MATTHIAS URBACH über DER PERFEKTE KAUF
: Ich geb Strom, ich will Spaß!

Und täglich grüßt der Bordcomputer: Auf lautloser Testfahrt im hybriden Familienauto mit ökologischer Lieferzeit

Irgendwie cool: Statt mit dem Zündschlüssel zu hantieren, drücke ich einen Knopf, um den Wagen zu starten. Fahlgrün leuchtet der digitale Tacho auf. Sonst passiert nichts. Kein Geräusch. Rechts begrüßt mich jetzt freundlich der Bordcomputer.

Das Auto ist also an. Oder?

Ich sitze im Toyota Prius, Umweltauto des Jahres, und schaue mich um: Statt Schaltknüppel oder Automatikhebel findet man bloß einen kleinen Joystick: den „E-Shift-Wählhebel“. Auf dem Armaturenbrett thront die „Powertaste“: Der fette Knopf erinnert an einen PC.

Den Joystick auf Drive und den Fuß vom Bremspedal: Wie von Geisterhand setzt sich der Prius in Bewegung. Kein Mucks, nur das klebrige Schmatzen der Reifen auf dem warmen Asphalt.

Dabei drängeln sich zwei Maschinen unter der Haube: Links ein Benziner, rechts der Elektromotor. Bei niedrigem Tempo ist der E-Motor sparsamer, bei höherem der Benziner – die Elektronik wählt stets die effektivste Variante. Beim Bremsen nutzt der E-Motor wie ein Dynamo den Schwung zum Auftanken der Akkus – ansonsten lädt der Benzinmotor die Zellen auf. Mit dieser Hybridtechnik kommt der Familienwagen auf einen Verbrauch von nur 4,3 Litern.

Ein Auto ist eine Stilfrage: Nachbar Rudolf zum Beispiel fährt einen amerikanischen Pick-up mit gewaltigen Auspuffen und dem Schalldruck einer Harley-Davidson-Parade. Wenn Rudolf kommt, weiß jeder gleich Bescheid.

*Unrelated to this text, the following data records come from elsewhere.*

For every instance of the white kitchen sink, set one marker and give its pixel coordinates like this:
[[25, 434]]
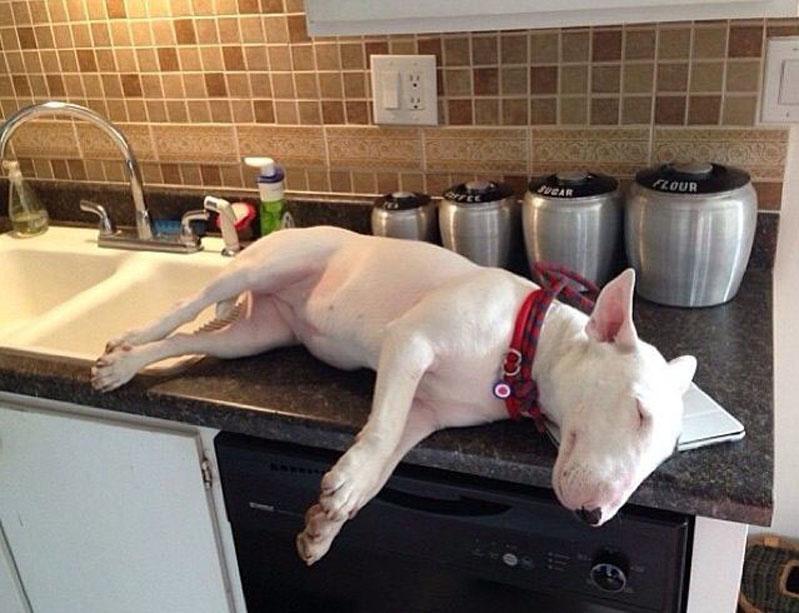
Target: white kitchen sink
[[64, 296]]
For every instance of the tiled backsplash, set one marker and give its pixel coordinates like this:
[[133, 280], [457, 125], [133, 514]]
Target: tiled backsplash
[[197, 84]]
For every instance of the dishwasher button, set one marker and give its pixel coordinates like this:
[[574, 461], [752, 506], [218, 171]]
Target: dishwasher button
[[510, 559]]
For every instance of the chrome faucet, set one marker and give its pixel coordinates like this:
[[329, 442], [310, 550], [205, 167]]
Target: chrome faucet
[[144, 238]]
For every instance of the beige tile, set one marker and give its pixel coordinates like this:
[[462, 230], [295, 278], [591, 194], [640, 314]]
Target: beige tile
[[458, 82], [544, 47], [302, 146], [739, 110], [514, 80], [486, 111], [45, 138], [760, 151], [574, 79], [514, 111], [375, 148], [574, 110], [574, 46], [543, 111], [639, 44], [672, 77], [96, 145], [194, 143], [743, 76], [638, 78], [674, 43], [636, 110], [707, 76], [710, 43], [604, 111], [605, 78], [476, 149], [616, 151]]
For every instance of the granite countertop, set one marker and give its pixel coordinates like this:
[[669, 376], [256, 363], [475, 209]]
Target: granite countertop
[[289, 395]]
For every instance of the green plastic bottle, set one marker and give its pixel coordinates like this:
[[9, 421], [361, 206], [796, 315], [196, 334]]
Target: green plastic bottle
[[28, 216], [272, 211]]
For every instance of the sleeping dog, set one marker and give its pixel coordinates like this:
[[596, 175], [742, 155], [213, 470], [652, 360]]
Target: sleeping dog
[[436, 328]]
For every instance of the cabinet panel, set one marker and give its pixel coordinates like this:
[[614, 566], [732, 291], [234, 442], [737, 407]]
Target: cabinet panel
[[104, 517]]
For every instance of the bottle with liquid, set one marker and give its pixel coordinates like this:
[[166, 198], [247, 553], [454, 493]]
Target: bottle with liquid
[[272, 211], [28, 216]]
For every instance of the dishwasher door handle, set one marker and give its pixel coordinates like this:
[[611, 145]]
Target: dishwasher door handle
[[462, 506]]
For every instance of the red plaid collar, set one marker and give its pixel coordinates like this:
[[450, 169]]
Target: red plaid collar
[[517, 387]]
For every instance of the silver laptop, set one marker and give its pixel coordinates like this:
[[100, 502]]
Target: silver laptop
[[704, 423]]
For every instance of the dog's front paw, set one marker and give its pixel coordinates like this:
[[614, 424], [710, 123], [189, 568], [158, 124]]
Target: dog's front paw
[[315, 540], [130, 338], [351, 483], [113, 369]]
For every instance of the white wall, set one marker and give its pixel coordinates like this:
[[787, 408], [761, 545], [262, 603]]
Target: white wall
[[786, 353]]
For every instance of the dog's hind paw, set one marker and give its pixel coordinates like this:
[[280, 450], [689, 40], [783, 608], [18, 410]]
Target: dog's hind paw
[[315, 540], [351, 483]]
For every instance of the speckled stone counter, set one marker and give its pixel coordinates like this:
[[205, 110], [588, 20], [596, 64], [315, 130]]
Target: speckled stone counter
[[288, 395]]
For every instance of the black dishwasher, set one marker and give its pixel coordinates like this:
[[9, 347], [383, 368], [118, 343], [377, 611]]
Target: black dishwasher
[[433, 541]]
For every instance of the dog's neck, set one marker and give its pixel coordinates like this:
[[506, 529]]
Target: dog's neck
[[562, 335]]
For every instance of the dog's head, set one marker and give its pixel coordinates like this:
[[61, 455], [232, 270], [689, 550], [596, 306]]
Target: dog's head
[[625, 409]]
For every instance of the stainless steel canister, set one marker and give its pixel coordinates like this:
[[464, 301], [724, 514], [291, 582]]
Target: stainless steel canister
[[405, 215], [574, 219], [689, 230], [480, 220]]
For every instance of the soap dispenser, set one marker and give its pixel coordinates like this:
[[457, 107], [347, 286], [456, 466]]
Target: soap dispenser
[[272, 211], [28, 216]]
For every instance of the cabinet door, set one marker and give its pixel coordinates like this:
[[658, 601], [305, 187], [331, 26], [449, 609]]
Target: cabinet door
[[106, 517], [326, 18]]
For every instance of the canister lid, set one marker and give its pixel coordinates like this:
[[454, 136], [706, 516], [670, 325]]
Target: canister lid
[[575, 184], [401, 201], [692, 178], [475, 192]]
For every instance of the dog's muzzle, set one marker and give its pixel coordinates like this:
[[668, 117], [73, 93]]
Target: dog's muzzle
[[590, 516]]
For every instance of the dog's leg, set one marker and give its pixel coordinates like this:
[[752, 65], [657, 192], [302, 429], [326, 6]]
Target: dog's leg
[[404, 359], [320, 531], [266, 267], [226, 287], [262, 329]]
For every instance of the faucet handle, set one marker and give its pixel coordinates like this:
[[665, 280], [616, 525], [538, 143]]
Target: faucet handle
[[227, 223], [187, 234], [106, 224]]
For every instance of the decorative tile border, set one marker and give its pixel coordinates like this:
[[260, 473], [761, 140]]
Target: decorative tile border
[[374, 148], [616, 151], [477, 150], [298, 146], [196, 143], [760, 151]]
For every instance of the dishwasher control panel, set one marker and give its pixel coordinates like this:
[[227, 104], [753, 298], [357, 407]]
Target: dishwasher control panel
[[463, 532]]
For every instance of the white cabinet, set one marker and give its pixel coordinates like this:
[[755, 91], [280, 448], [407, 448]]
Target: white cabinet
[[101, 516], [344, 17]]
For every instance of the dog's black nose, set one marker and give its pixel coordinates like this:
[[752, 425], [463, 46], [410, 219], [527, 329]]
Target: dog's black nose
[[589, 516]]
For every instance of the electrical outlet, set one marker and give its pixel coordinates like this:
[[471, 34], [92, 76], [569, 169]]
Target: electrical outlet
[[404, 89]]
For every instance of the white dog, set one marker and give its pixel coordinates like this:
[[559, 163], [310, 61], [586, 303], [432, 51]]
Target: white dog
[[436, 328]]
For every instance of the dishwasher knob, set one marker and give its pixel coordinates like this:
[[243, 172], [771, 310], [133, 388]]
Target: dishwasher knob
[[609, 572], [510, 559]]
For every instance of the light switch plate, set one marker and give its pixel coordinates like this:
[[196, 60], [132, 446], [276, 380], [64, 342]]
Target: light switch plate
[[781, 83], [404, 90]]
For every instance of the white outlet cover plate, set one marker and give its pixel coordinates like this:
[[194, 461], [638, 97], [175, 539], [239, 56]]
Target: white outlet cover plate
[[780, 103], [404, 90]]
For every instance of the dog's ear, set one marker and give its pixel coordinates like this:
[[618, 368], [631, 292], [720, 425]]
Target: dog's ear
[[682, 371], [612, 318]]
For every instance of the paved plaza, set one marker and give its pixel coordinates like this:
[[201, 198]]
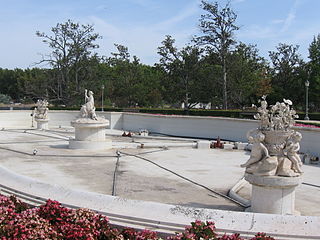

Ich wähle beim Autoverleih sonst den Citroën Picasso: kompakt, geräumig und schön. Und mein Herz schmerzt, wenn ich ihn wieder hergeben muss. Doch in der neuen Auto-Umweltliste vom VCD kriegt er einen roten Balken: „aus Umweltsicht abzulehnen“. Testsieger ist der Prius: Zeit für einen Seitensprung.

Eine Probefahrt zu vereinbaren ist leichter, als ich dachte. Ein Anruf, und schon ist der Prius tags drauf drei Stunden reserviert. Nicht mal Sprit muss ich zahlen. „Der ist voll getankt“, säuselt der Verkäufer. „Machen Sie sich mal keine Gedanken.“

Ich gebe Strom, langsam wird der E-Motor hörbar. Surrt wie eine U-Bahn. Nur leiser. Runter vom Autohof, trete ich kräftig aufs Pedal: Mit einem Schnurren schaltet sich der Benziner ein, ohne Ruckeln – und mit rasantem Anzug. Der Bordcomputer illustriert, was unter der Haube vorgeht: Grüne, braune und gelbe Pfeile tanzen zwischen Akku, Motoren und Rädern hin und her. Das sieht so niedlich aus, dass ich beinahe einem Golf hintendrauf fahre.

Ein großes Plus für die Fahrsicherheit: Manchmal stürzt der Bordcomputer ab – und man findet Zeit, auf den Verkehr zu achten. Zum Glück macht das der Motorsteuerung nichts: Das Auto fährt weiter, als wäre nichts passiert. Aber die Klimaanlage ist ohne Touchscreen recht umständlich zu bedienen.

Beim Einparken im Elektrobetrieb schreckt mich ein zähes Geräusch auf. Ich springe aus dem Auto: Doch nicht das Blech wurde zerrissen, allein die Stille des Parkmanövers. Neben dem E-Motor klingt die Bremse wie ein Totalschaden. Da kommt mein Nachbar. Schnell springe ich ins Auto und parke demonstrativ leise ein. Er bemerkt mich nicht.

Meine Familie staunt. „Flottes Design“, findet meine Frau. Der Wagen ist innen sehr geräumig, viel Beinfreiheit. Leider beschneiden die Nickelmetallhybrid-Akkus hinten etwas den Kofferraum: Der sperrige Kinderwagen passt noch hinein, lässt jedoch nicht mehr viel Platz.

Mein Sohn will mitfahren. Er liebt die Sprachsteuerung der Klimaanlage. Vermutlich, weil sie ähnlich renitent ist: „23 Grad“, sage ich. „27 Grad“, antwortet die Klimaanlage und schmeißt krachend das Gebläse an. Am Ende der Fahrt spreche ich schon viel deutlicher. Bei Hollywoods Schauspielern soll der Wagen sehr beliebt sein.

Zurück bei Toyota: Obwohl ich den 113-PS-Doppelmotor fröhlich getreten und an der Klimaanlage gespielt habe, zeigt der Bordcomputer bloß 5,1 Liter auf 100 Kilometer. Beeindruckend. Aber teuer. „Der Wagen kostet 24.000 Euro“, erklärt mir der Verkäufer. Ich versuche, so auszusehen wie jemand, der so viel Geld bar in der Tasche hat. Aber der Verkäufer ist entspannt. Der Wagen sei vorerst nicht zu kaufen: „In den USA ist er sechsfach überzeichnet.“ Fast alle Neuwagen gingen dorthin. Lieferzeit in Deutschland: „Ein Jahr.“ Wenn das nicht umweltfreundlich ist.

Fazit: Endlich mal ein ökologisches Auto zum Angeben – vorausgesetzt, man wird gehört.